R: Creating lapply() type test cases
Question
I've been working on code to create a parallel lapply() type function that uses Amazon's Elastic Map Reduce engine as the 'grid' for processing (yes, it's a mapper with no reducer). After I get the code stable I'll abstract it as a foreach backend. But first I need to build tests to test the code I have.
What would be some good test cases for this function?
My canonical test case right now is the following:
myList <- NULL
set.seed(1)
for (i in 1:10){
a <- c(rnorm(999), NA)
myList[[i]] <- a
}
outputLocal <- lapply(myList, mean, na.rm=T)
outputEmr <- emrlapply(myList, mean, myCluster, na.rm=T)

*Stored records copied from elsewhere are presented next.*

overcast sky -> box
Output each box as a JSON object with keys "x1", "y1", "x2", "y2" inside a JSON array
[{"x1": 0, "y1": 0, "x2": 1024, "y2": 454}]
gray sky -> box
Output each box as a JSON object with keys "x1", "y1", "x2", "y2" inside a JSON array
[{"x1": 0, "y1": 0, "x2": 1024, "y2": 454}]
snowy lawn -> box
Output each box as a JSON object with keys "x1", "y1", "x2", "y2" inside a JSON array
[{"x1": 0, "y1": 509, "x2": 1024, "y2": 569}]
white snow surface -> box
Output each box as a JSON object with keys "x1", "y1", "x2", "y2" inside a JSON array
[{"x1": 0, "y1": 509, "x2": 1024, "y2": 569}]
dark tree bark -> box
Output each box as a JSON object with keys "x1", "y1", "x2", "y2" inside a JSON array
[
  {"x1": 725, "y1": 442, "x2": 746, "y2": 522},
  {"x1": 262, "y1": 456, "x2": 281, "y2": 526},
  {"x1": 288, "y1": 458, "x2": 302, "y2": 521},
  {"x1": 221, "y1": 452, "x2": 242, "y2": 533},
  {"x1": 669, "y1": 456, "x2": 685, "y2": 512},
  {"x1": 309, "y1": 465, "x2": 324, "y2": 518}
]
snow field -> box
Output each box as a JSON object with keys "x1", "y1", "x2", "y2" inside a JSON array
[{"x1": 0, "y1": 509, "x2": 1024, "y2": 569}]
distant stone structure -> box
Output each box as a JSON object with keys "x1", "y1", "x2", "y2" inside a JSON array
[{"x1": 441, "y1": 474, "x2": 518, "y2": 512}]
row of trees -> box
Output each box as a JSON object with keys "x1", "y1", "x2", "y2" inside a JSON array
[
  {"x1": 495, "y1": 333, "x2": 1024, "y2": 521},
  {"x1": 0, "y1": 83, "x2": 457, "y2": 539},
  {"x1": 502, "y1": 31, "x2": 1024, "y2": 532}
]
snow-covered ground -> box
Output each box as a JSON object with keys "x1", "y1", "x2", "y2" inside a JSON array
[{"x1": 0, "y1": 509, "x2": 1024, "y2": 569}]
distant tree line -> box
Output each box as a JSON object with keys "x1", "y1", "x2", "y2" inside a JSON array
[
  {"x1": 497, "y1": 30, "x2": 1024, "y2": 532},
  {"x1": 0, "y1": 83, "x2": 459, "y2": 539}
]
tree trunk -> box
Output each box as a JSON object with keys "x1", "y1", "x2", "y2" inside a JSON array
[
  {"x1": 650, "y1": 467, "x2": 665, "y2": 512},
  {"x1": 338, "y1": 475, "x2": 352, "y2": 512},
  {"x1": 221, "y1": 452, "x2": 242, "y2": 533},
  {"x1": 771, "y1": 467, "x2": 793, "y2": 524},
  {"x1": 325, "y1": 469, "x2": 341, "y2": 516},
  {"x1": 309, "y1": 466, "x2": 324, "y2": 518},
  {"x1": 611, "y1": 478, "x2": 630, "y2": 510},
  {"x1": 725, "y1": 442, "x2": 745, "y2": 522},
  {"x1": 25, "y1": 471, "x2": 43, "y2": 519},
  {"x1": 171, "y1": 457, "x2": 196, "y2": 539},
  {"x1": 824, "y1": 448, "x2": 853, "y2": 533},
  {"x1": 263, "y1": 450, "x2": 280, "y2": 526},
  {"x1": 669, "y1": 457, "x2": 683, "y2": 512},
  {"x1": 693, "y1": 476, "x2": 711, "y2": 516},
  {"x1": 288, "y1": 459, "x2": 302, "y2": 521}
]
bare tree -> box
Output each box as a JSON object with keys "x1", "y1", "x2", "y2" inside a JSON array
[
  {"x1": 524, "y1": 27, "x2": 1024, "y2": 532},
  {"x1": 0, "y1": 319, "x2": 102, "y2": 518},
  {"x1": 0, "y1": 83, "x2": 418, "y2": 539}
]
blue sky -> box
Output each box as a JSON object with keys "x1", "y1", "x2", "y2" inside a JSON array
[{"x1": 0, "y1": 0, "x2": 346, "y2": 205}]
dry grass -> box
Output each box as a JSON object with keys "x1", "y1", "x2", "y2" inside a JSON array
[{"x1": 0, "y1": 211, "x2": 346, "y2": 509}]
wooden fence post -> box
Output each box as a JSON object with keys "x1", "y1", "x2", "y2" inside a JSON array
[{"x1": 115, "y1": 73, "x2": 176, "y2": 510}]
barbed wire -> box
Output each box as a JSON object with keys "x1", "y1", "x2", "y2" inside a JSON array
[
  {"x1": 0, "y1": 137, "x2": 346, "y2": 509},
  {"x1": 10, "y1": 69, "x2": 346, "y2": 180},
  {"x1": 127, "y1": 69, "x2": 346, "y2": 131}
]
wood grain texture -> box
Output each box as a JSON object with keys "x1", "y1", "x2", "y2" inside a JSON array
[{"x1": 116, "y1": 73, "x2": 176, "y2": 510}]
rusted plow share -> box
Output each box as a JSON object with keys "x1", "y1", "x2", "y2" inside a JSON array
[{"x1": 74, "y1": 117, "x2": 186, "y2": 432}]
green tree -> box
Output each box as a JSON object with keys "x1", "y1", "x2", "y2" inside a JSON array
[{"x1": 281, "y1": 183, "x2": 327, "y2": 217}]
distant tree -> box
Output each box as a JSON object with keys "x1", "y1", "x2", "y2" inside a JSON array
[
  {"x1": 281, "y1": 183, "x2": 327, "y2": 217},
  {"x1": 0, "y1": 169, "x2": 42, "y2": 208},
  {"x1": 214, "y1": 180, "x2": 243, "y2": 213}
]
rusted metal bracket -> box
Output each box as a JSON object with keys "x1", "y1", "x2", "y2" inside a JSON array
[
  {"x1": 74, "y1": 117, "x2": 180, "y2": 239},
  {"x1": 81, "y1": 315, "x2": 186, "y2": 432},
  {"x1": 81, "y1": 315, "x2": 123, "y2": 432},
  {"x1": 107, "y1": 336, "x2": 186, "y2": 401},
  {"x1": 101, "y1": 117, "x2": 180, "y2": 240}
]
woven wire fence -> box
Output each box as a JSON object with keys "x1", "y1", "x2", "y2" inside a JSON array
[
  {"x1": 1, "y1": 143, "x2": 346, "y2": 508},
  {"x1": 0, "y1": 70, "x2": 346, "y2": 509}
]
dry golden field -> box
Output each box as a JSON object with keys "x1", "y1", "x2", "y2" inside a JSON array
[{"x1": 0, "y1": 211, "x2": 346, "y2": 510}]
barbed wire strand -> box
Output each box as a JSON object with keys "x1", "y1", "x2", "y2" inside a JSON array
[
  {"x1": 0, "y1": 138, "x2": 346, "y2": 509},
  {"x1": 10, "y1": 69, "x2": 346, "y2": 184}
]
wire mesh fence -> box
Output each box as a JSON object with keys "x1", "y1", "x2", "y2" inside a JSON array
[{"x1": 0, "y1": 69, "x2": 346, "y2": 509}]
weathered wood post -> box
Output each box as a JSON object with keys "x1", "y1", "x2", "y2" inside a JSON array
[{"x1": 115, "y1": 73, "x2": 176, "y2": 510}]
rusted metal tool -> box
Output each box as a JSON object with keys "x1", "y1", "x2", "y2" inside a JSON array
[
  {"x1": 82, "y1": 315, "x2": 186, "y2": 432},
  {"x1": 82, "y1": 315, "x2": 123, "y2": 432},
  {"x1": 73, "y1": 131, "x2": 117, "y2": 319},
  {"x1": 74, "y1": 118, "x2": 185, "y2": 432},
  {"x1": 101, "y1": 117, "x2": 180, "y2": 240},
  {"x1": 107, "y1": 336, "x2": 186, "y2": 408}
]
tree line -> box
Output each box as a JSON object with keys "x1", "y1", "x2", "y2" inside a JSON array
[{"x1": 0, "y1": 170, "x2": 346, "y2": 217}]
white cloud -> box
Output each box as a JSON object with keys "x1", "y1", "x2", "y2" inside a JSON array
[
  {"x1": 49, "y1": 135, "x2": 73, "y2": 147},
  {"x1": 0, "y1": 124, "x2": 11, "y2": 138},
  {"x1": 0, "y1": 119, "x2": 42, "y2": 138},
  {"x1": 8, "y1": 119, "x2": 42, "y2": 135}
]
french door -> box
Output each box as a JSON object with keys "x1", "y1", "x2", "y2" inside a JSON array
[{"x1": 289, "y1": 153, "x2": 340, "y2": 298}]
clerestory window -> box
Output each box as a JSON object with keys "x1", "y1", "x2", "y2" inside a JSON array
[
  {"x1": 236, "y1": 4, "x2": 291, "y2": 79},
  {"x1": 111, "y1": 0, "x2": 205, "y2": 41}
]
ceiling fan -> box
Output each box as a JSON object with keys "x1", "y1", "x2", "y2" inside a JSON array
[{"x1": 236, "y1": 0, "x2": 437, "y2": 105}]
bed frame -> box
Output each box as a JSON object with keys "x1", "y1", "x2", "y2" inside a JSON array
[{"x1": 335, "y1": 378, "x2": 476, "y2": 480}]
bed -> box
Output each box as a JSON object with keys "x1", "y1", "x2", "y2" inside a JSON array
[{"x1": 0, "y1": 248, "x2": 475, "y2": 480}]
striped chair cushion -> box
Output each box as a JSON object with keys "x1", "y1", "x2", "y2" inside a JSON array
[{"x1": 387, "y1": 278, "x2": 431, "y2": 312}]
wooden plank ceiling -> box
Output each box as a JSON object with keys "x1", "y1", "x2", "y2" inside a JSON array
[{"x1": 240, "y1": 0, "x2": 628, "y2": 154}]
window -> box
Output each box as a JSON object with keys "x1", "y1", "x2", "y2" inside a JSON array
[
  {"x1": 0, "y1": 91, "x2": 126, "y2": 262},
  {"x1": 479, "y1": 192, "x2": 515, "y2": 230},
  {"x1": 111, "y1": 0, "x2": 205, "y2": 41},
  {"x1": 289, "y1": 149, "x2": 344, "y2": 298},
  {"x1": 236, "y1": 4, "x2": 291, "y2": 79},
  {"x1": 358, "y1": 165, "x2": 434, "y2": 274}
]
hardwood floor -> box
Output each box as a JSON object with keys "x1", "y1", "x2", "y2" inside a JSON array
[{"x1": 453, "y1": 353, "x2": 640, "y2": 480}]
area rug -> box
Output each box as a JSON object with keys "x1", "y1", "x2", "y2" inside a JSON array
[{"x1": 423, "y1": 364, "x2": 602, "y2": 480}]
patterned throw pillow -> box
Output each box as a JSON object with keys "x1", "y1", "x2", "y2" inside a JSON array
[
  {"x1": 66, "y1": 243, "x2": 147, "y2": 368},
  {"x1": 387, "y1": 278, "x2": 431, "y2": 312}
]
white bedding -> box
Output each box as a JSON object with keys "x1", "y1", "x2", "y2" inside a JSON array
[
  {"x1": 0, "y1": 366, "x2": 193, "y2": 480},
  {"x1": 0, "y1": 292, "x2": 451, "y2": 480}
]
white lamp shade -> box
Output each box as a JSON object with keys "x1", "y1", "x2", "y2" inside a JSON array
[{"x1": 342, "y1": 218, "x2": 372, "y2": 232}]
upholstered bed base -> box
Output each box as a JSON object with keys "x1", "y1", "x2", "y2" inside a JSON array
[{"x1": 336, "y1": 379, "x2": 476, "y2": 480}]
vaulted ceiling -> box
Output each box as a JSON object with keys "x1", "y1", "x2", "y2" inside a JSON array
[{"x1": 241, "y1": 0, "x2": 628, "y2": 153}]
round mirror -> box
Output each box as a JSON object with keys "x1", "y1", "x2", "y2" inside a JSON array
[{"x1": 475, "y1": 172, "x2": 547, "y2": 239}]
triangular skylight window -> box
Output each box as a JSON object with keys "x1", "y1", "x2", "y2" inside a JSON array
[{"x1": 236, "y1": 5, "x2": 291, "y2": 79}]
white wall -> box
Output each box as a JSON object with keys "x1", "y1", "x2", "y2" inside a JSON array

all.equal(outputEmr, outputLocal)
This test case makes sure the optional argument na.rm=T
is passed properly to the remote machines. What are some other test cases that I could be using? I don't currently support simplify
or USE.NAMES
arguments, although I will in the future.
Solution
What happens if you pass emrlapply
- A list of character vectors
- An empty list
- A list that is only empty after all the
NA
values have been removed NULL
- A vector (
lapply
works with vectors) - A matrix
- A data.frame
- A list of lists
You also need a test to see if your function gracefully handles EMR not being available or having required packages missing.